Artist explores relationships in film and personal life
By Cheryl Minns, Columnist
Stefanie Denz’s The End of the Affair: Re-Imagined Roles and 20th-Century Cinema explores how the male/female relationship changed from 1960–1984 and how Denz reacts to that constantly evolving relationship in her own life. On display in the Amelia Douglas Gallery, the exhibit features oil paintings of movie stills and personal images from Denz’s life on a variety of surfaces, such as wood, plastic, and Mylar.
“I paint because I have a need to express myself,” Denz said during her artist talk in the gallery on September 16. “There are certain feelings that I want to convey.”
Denz’s earliest artwork in the exhibit was inspired by movie stills from Michael Cacoyannis’s Zorba the Greek. After she watched the film in 2004, she started noticing certain images in the movie that caught her attention, so she decided to sketch them. These sketches led to the Zorba the Greek wood panel paintings featured in the exhibit, “Desire” (2005) and “Our Hero Leaves Unredeemed” (2007).
The next film series she began watching was Federico Fellini’s movies, including 8 ½ and La Dolce Vita. Her 8 ½ paintings capture scenes from the film on wood panels with uniquely cut wooden shapes affixed in certain positions to emphasize the composition of different shots. “La Dolce Vita and Ferry Stairs” (2009) blends film with Denz’s real life, featuring scenes from the movie painted on a wood panel, like a wallpaper print beside a large image of a stairwell in a Salt Spring Island ferry.

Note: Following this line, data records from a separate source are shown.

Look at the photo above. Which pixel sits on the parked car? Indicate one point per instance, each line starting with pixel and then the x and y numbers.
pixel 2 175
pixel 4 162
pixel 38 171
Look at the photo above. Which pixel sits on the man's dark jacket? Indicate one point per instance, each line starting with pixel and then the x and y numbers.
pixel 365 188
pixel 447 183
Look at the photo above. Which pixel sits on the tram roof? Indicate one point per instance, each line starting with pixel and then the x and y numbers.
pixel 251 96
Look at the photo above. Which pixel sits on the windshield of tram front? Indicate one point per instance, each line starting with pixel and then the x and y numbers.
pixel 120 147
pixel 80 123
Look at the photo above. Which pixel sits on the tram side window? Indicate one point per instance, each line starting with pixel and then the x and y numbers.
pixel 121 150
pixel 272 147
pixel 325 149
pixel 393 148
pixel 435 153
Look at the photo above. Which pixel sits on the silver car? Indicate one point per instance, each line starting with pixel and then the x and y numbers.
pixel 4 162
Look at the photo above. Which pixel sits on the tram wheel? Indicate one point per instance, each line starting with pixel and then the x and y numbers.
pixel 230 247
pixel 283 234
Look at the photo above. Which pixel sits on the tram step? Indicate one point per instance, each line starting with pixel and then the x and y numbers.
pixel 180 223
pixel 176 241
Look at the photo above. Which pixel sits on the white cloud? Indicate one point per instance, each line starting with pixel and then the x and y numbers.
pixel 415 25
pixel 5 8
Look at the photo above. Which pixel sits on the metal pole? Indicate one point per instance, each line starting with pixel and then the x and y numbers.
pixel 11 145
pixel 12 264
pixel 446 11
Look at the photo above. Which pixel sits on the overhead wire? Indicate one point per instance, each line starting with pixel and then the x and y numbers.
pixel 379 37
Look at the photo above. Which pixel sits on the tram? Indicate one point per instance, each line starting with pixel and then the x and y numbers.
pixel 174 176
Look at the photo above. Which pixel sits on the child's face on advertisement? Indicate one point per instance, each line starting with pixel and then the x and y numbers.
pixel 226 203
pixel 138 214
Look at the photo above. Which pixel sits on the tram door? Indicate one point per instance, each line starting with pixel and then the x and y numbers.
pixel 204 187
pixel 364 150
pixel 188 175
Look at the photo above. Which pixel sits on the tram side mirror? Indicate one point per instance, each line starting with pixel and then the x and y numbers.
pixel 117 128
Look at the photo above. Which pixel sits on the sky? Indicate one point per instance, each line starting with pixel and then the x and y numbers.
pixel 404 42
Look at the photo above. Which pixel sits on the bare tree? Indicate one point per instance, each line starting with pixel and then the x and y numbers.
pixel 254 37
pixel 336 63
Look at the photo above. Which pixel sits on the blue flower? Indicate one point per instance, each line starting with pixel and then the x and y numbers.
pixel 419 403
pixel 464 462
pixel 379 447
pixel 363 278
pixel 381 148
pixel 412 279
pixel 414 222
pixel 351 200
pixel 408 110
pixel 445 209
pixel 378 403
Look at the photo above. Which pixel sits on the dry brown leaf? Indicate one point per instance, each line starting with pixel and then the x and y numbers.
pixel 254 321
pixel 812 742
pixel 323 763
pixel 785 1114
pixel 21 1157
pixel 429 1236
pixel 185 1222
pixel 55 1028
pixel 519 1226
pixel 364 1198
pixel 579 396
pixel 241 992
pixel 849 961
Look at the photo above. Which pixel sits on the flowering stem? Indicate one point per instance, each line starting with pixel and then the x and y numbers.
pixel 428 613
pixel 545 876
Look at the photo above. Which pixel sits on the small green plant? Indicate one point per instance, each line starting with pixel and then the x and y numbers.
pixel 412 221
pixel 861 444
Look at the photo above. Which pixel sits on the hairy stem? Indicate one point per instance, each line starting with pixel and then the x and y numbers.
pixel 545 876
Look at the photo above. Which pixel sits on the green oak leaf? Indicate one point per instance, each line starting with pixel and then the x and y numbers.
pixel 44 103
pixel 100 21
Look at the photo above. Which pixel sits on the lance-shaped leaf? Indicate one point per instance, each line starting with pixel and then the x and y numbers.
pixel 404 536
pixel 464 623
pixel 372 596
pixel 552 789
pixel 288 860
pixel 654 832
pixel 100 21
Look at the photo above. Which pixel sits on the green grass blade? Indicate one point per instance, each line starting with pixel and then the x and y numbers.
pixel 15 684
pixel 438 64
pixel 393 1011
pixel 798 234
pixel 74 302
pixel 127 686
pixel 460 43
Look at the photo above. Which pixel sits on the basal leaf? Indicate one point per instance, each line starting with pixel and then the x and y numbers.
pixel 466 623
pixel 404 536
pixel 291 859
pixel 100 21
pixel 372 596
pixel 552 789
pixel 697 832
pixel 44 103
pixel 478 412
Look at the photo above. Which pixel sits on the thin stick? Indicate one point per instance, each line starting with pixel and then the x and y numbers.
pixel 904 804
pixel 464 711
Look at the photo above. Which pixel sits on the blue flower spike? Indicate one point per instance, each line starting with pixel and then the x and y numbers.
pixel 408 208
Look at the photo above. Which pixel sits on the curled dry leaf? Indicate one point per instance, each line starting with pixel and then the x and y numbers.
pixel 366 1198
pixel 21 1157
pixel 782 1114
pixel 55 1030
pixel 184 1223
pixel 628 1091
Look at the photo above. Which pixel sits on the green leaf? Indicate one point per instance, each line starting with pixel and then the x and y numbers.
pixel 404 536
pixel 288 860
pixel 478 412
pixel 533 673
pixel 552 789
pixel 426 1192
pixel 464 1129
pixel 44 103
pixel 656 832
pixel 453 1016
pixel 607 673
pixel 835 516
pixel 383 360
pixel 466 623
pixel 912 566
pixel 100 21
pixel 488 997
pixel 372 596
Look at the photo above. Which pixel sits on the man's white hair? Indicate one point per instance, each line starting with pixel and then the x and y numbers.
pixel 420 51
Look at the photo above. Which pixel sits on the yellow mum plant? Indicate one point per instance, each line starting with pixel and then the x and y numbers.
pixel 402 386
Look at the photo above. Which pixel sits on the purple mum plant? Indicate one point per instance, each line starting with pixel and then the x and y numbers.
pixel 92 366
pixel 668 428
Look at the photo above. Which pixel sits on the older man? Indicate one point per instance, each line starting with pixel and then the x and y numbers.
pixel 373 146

“I don’t think you need to watch the movies to appreciate the art,” Denz said. “I’m hoping I caught whatever the interaction is between the people because there is so much story in body language.”
The End of the Affair exhibit is named after one of Denz’s personal wood panel paintings, “Tennis (The End of the Affair)” (2014), which features a female friend of hers, a former flame, and her daughter.
Denz’s daughters, Ella and Frieda, also appear in other paintings in the exhibit, including the Mylar painting “Rainer, Hannah, and Frieda” (2014) and plastic painting “Hannah and Ella” (2014). Both paintings are inspired by filmmaker Rainer Werner Fassbinder’s movies and feature Hanna Schygulla, a well-known German actress who worked with Fassbinder on several projects.
Denz’s son also appears in paintings in the exhibit. He is part of the Mylar painting, “Aulden with all the Men and Women I have Known” (2013), which features the house that she grew up in and scenes from Fellini’s 8 ½. Her son also appears in the plastic painting, “Veronica Voss in a Victoria Suburb” (2014), which features his suburban neighbourhood and scenes from Fassbinder’s Veronica Voss.
The End of the Affair: Re-Imagined Roles and 20th-Century Cinema will be on display until October 22, in the Amelia Douglas Gallery on the fourth floor of the Douglas College New Westminster campus.